Università Campus Bio-Medico
Via Álvaro del Portillo, 21 - 00128 Roma

tel: +39 06 22541 9610

Biosketch

Fabrizio Sergi was born in Locri (Reggio Calabria), Italy, in 1983.

He received the B.S. Degree in Biomedical Engineering with honors from Campus Bio-Medico University in October 2005. His graduation thesis was entitled "Design and Testing of a Liquid Level Sensor for Immuno-Enzymatic Analysis Instrumentation with Interchangeable Tips".

He received the M. S. Degree in Biomedical Engineering with honors from Campus Bio-Medico University in October 2007. His graduation thesis was entitled "Mechatronic Wearable system for motor tasks guidance".

Since January 2008 he is PhD Student at Campus Bio-Medico University, Laboratory of Biomedical Robotics and Biomicrosystems, under the supervision of Prof. Eugenio Guglielmelli.

Research interest

His current research activities include the development of novel methodologies for the design of wearable robots for the lower limbs, with special account to the synthesis of non-anthropomorphic robotic kinematic structures, aimed at improving the ergonomics and the dynamical aspects of pHRI.

Furthermore, he is involved in the development of multi-modal robotic interfaces for the guidance of the movements of the upper limb, and their kinematical analysis with a spatial tracking system.

Master Thesis

F. Sergi (2007), "Wearable mechatronic system for motor tasks guidance", (download pdf, italian)
Supervisor: Prof. Eugenio Guglielmelli
Co-supervisors: Dino Accoto and Domenico Campolo

List of publications

International journals

A. Benvenuto, F. Sergi, G. Di Pino, T. Seidl, D. Campolo, D. Accoto and E. Guglielmelli, "Beyond biomimetics: towards insect/machine hybrid controllers for space applications”, Advanced Robotics, vol. 23, n°7-8, pp. 939-953, 2009.

Book chapters

G. Di Pino, T. Seidl, A. Benvenuto, F. Sergi, D. Campolo, D. Accoto, P. M. Rossini, E. Guglielmelli, “Interfacing insect brain for space applications”, in International Review of Neurobiology, eds. L. Rossini, D. Izzo and L. Summerer, vol. 86, pp. 39-47, 2009.

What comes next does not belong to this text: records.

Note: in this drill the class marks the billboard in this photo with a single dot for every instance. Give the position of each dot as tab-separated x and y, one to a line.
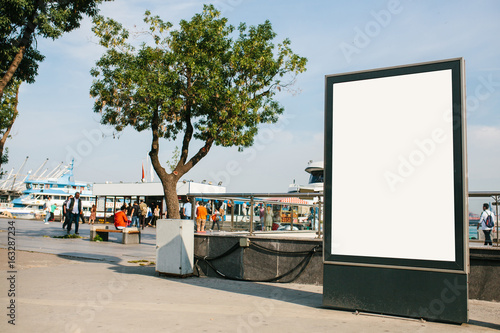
395	169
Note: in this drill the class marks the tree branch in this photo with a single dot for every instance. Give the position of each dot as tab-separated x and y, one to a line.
23	42
9	127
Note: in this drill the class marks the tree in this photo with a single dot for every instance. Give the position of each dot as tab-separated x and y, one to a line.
8	114
205	81
23	21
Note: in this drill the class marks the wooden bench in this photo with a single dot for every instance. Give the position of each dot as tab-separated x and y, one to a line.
130	235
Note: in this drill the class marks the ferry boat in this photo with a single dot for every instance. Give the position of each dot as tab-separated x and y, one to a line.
30	204
316	179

Peer-reviewed international conferences

F. Sergi, D. Accoto, D. Campolo and E. Guglielmelli, "Forearm Orientation Guidance with a Vibrotactile Feedback Bracelet: on the Directionality of Tactile Motor Communication", Proceedings of the IEEE International Conference on Biomedical Robotics and Biomechatronics (BIOROB), pp. 433-438, 2008.

A. Benvenuto, F. Sergi, G. Di Pino, D. Campolo, D. Accoto, E. Guglielmelli and T. Seidl, “Conceptualization of an Insect/Machine Hybrid Controller for Space Applications", Proceedings of the IEEE International Conference on Biomedical Robotics and Biomechatronics (BIOROB), pp. 306-310, 2008.

Involvment in research projects

European Space Agency, the Advanced Concepts Team, Ariadna Final Report 07/6301 (“Machine/Animal Hybrid Controllers for Space Applications”).

The project was related to the development of machine/animal controllers for space applications such autonomous exploration of unknown environments.

Personal contribution was the study of the state of the art of control architectures of bio-inspired robots and the conceptualization of the hybrid controller.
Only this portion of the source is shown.